Renata o puxou para fora de uma vez. Agarrou sua pica encharcada de fluidos e o virou sobre o colchão, sentando-o com as costas contra a parede. As três se ajoelharam diante dele, apertadas, com as bocas abertas e as línguas de fora.

— Agora — disse ela em voz baixa—. Agora sim. Goza na nossa cara.
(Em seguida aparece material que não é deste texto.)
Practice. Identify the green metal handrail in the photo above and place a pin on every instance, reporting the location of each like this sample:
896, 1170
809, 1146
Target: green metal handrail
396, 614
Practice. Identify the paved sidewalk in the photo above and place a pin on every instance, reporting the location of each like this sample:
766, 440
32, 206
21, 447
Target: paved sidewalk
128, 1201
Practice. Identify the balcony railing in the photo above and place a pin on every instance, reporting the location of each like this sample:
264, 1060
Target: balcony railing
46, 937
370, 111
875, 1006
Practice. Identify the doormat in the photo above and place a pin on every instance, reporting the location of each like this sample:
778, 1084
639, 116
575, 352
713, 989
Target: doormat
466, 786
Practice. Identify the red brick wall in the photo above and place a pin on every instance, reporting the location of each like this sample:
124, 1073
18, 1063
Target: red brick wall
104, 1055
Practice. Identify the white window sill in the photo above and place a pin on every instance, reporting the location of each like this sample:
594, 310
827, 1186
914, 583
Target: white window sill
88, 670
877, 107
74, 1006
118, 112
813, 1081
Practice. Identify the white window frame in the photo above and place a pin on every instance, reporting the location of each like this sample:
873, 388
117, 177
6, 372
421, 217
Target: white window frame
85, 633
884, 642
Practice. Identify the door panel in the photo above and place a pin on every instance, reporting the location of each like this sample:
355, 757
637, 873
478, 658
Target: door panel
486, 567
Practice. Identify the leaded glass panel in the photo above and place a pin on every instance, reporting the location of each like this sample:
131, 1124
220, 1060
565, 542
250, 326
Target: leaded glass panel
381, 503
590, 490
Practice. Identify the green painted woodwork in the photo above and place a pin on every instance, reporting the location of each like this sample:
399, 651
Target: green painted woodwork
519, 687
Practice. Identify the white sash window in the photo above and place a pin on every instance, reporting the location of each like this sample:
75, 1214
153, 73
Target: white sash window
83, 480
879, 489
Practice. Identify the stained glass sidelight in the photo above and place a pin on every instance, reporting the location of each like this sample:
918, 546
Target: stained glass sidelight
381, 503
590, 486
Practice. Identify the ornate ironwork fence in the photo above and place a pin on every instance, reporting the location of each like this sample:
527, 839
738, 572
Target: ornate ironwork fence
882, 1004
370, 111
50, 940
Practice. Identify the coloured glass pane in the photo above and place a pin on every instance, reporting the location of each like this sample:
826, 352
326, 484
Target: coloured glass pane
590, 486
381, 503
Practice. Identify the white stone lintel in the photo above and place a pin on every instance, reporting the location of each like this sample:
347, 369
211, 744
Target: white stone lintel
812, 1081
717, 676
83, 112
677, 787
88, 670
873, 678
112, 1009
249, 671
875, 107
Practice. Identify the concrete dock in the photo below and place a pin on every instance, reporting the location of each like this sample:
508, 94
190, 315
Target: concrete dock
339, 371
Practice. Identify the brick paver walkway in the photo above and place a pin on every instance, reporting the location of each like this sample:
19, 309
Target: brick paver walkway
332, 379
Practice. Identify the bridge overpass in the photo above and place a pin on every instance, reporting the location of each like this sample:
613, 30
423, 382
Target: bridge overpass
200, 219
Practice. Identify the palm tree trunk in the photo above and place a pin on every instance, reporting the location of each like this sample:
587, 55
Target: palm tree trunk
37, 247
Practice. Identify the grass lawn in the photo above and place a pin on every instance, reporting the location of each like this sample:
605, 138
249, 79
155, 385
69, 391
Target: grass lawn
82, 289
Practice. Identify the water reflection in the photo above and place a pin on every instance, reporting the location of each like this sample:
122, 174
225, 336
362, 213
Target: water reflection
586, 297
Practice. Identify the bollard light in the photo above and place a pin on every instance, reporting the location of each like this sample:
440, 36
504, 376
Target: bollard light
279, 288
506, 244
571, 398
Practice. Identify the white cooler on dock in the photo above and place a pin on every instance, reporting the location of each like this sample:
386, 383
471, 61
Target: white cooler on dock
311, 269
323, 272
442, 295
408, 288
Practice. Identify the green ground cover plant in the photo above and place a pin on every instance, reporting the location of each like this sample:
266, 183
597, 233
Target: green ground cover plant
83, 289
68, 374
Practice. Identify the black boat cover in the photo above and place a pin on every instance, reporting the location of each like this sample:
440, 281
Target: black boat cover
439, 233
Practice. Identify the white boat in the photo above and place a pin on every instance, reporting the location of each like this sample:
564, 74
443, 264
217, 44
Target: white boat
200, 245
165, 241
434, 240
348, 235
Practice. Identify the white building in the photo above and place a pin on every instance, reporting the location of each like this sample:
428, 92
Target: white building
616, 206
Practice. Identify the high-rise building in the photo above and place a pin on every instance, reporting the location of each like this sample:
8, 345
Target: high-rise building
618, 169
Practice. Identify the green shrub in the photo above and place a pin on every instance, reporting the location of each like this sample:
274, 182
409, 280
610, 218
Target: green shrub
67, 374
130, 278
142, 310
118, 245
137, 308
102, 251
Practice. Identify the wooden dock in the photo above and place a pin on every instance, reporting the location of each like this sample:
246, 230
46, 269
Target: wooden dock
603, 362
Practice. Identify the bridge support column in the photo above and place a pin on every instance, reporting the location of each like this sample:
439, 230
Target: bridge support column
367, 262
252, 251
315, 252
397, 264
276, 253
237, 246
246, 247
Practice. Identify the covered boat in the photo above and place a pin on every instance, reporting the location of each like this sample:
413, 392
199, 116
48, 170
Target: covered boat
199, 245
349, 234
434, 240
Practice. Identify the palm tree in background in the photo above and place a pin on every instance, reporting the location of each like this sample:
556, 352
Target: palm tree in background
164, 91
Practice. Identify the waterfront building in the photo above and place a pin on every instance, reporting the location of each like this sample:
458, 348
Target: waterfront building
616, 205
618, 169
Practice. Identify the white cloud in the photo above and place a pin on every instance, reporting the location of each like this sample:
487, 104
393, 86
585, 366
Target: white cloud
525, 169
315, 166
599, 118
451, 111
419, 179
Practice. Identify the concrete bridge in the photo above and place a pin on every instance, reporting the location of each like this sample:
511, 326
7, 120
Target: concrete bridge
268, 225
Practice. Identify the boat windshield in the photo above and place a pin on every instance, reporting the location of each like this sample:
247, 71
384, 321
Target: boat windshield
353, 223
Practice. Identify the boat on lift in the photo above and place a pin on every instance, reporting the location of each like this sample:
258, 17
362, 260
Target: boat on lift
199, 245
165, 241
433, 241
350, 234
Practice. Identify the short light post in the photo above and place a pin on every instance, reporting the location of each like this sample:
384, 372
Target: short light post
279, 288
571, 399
Renata segurou sua pica com o punho e começou a masturbá-lo rápido, com o pulso duro. Bastaram quatro movimentos. O orgasmo o sacudiu como uma descarga. O corpo inteiro se enrijeceu contra as cordas, um grito rouco lhe escapou da garganta e, por um instante, o mundo ficou branco. Os jatos de sêmen saíram grossos, um atrás do outro, salpicando a bochecha de Renata, caindo na língua de Carla, escorrendo entre os seios de Pilar. As três riram, passaram o sêmen entre si com os dedos, lamberam o rosto umas das outras sem tirar os olhos dele, enquanto ele desabava para a frente, exausto, vazio, com a respiração entrecortada e a pica ainda latejando, pingando as últimas gotas.

***

Por um tempo ninguém disse nada. Pilar lhe trouxe um copo d’água e o segurou para que ele bebesse. Carla afrouxou um pouco as cordas dos pulsos, conferindo se a circulação estava bem. Aquela atenção inesperada, depois de tanta dureza, o desestabilizou quase mais do que tudo o anterior.

— Tá inteiro? — perguntou Renata, sentando-se ao seu lado no colchão.

— Tô — respondeu ele, com um sorriso cansado—. Melhor que inteiro.

— Ótimo. Porque isso não foi mais que a primeira parte. Ainda falta a gente pegar seu cu. E isso a gente deixa para amanhã de manhã, quando você estiver descansado.

Aníbal ergueu o olhar, sem saber se ela falava sério. Renata lhe devolveu um olhar tranquilo e ajeitou uma mecha de cabelo úmido atrás da orelha dele.

— É fim de semana — disse Carla do sofá, espreguiçando-se como uma gata, ainda nua e com as coxas brilhando—. Temos até domingo. E ainda nem abrimos metade da caixa.

Não o desataram por completo. Deixaram-lhe os pulsos presos com folga, jogaram uma manta por cima dele e apagaram o abajur torto. O quarto ficou escuro, em silêncio, com o murmúrio distante das três rindo na cozinha.

Aníbal fechou os olhos. O corpo lhe doía de um jeito que, contra toda lógica, lhe parecia doce. Sabia que voltariam. E embora uma parte dele se perguntasse em que diabos tinha se metido, a outra — a mais sincera, a que vinha calando havia anos — esperava o retorno daquelas três mulheres com uma mistura de medo e desejo que não pretendia confessar a ninguém.